Le Monde, 9 février Par Corine Lesnes Où sont les preuves ? Echaudées par le précédent des armes de destruction massive de Saddam Hussein, la classe politique et la presse américaine réclament des détails sur les accusations d’ingérence portées par l’administration Bush contre l’Iran en Irak. Le gouvernement, qui avait promis fin janvier de publier un dossier établissant les faits, en a reporté la parution.
Devant la commission des affaires étrangères de la Chambre des représentants, la secrétaire d’Etat, Condoleezza Rice, a une nouvelle fois été invitée à expliquer, mercredi 7 février, « pourquoi les Américains devraient faire confiance » au gouvernement lorsqu’il leur parle de la « menace croissante » que représente l’Iran. Elle a répété les mêmes arguments : les Iraniens soutiennent « les pires milices et escadrons de la mort » en Irak. Les militaires américains, « comme les Britanniques », ont découvert des engins explosifs puissants portant la marque de Téhéran. « Nous ne prévoyons ni ne préparons d’attaque contre l’Iran, a-t-elle assuré. Nous ne faisons que répondre aux actions iraniennes qui menacent notre sécurité nationale. »

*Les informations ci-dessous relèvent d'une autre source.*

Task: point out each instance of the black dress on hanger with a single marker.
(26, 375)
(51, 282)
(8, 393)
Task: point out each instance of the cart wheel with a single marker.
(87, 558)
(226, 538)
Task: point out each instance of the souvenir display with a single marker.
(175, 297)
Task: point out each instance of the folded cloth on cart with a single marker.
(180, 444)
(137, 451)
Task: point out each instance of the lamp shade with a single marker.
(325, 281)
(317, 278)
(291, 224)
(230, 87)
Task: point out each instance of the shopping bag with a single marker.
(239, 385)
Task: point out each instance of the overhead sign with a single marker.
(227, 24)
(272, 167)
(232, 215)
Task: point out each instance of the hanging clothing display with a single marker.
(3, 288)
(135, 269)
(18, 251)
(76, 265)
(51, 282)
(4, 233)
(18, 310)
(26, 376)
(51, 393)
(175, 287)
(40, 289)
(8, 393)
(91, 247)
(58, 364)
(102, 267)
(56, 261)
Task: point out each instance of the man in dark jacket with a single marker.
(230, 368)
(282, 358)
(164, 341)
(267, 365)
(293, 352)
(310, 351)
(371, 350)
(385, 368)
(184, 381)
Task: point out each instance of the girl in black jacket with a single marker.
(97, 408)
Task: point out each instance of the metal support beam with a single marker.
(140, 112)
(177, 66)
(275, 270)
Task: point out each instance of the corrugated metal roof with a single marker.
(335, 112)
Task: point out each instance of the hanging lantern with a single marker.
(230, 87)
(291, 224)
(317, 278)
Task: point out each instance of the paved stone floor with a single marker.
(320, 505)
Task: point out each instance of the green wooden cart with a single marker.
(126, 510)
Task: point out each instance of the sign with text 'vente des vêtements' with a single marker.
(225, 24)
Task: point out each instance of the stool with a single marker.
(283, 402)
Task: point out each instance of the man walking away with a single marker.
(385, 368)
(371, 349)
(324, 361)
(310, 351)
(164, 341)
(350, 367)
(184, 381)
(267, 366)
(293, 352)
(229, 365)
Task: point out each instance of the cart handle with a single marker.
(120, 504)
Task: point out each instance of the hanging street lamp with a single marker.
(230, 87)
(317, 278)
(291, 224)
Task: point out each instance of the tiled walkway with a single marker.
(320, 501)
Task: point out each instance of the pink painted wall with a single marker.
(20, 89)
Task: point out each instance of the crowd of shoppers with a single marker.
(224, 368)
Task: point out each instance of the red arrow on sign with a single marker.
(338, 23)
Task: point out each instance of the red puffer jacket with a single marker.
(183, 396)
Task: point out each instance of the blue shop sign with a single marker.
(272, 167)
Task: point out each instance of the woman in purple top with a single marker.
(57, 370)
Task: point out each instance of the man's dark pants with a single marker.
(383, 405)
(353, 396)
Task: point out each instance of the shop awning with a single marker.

Les premières accusations américaines datent de mars 2006, lorsque le ministre de la défense, Donald Rumsfeld, avait affirmé que les Gardiens de la révolution iraniens, et en particulier la brigade Al-Qods, assistaient des milices chiites en armes et explosifs.
En septembre, les accusations se sont faites plus précises. Le major général Richard Zahner, l’un des responsables du renseignement en Irak, a affirmé que les étiquettes sur les explosifs C-4 prouvaient qu’ils venaient de l’Iran, où ce type d’explosif n’est accessible qu’aux militaires. Le général Abizaid a, lui, évoqué des lance-grenades RPG-29 et des missiles chinois.

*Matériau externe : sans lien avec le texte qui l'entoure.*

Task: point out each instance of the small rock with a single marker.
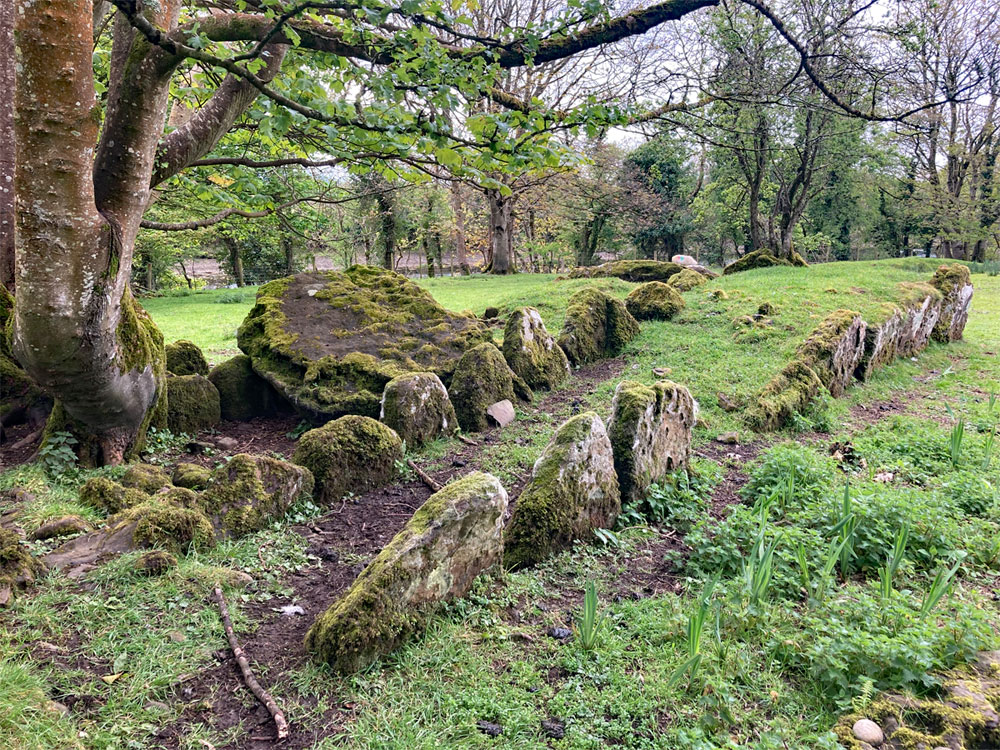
(489, 728)
(501, 413)
(868, 731)
(554, 728)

Le 31 janvier, le lieutenant général Odierno, qui commande la Force multinationale, a allongé la liste des armes venant d’Iran : lance-grenades, roquettes Katioucha… Les officiels ont aussi émis des soupçons sur la complicité de l’Iran dans l’attaque, le 20 janvier, d’un poste à Kerbala, où les assaillants se sont introduits grâce à de faux uniformes américains. Dimanche, la technique des faux uniformes a de nouveau été utilisée, mais c’est un diplomate iranien qui a été kidnappé. Téhéran a accusé les Etats-Unis.
L’administration avait promis, fin janvier, de publier les preuves de ses accusations. Mercredi, le porte-parole du département d’Etat, Sean McCormack, a appelé à la patience. Il a promis un dossier « clair, factuel et ciblé », et indiqué que le retard n’était « pas dû à un manque de faits » mais au souci qu’ont les responsables de « ne pas divulguer leurs sources ou leurs méthodes ». Selon le New York Times, le report n’est pas du fait des militaires mais des responsables politiques, qui estiment que le ton a assez monté.
Les antiguerre relèvent que l’administration s’en prend à l’Iran alors que la majorité des victimes américaines sont prises sous le feu des insurgés sunnites et non des milices chiites. Cette constatation leur fait dire que l’Iran est en train de devenir la justification de l' »escalade » en Irak. A un moment où les démocrates estiment que l’envoi de renforts n’est pas dans l’intérêt national, la « menace iranienne » apporterait la démonstration inverse. « L’échec des Irakiens sera imputé à l’Iran », craint Zbigniew Brzezinski, ancien conseiller diplomatique de Jimmy Carter.